Sri Vijaya Puram, May 24 — The Andaman and Nicobar Islands must be treated as an economic asset—not a perennial welfare outpost—prominent island industrialist Mohammad Jadwet said at a public dialogue held in the capital on Saturday.

Speaking during The Wave Andaman launch event, Jadwet called for a clear and long-term policy roadmap to unlock the archipelago’s overlooked economic strengths. Despite the islands’ strategic location along key shipping lanes, he said, the region remains underdeveloped and overly dependent on central subsidies.

“We’re sitting on vast land and blue-economy assets that remain largely dormant,” Jadwet said. “Other island nations have raced ahead. We’re still a subsidised state. Isn’t it time the Centre, and our own administration, did much more to convert geography into growth?”

Jadwet, Managing Director of Jadwet Trading Company and a key figure in the islands’ fisheries, shipping, and logistics sectors, said the Union Territory’s gross domestic product—estimated at under ₹10,000 crore—is still heavily underwritten by Delhi, even as sectors like tourism, marine exports, and digital services remain underutilized.
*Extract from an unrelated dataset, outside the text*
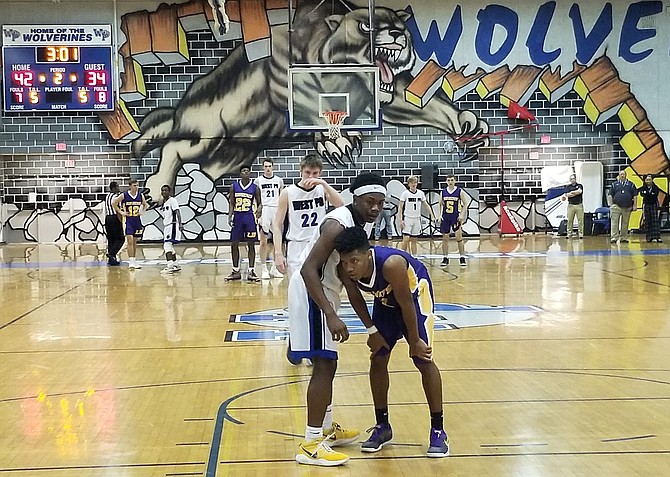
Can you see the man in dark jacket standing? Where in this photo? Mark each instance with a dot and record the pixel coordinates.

He urged the formation of a dedicated task force to evaluate high-potential areas such as deep-sea mining, fisheries, inter-island logistics, and IT-enabled services. High freight costs, poor cargo connectivity, and overlapping regulatory clearances, he added, continue to limit the islands’ real potential.

The archipelago, he noted, occupies a strategic maritime location at the mouth of the Malacca Strait, through which nearly one-third of global trade passes. It also hosts India’s only integrated tri-service military command and exercises jurisdiction over a 2.06 million sq km Exclusive Economic Zone, which holds untapped promise in tuna, seaweed, and marine minerals.

Jadwet said local entrepreneurs are willing to work with both the local administration and the central government if supported with clarity, continuity, and a responsive policy framework. “We are vocal for the local. What we need now is a framework that recognises our geographic and economic value,” he said.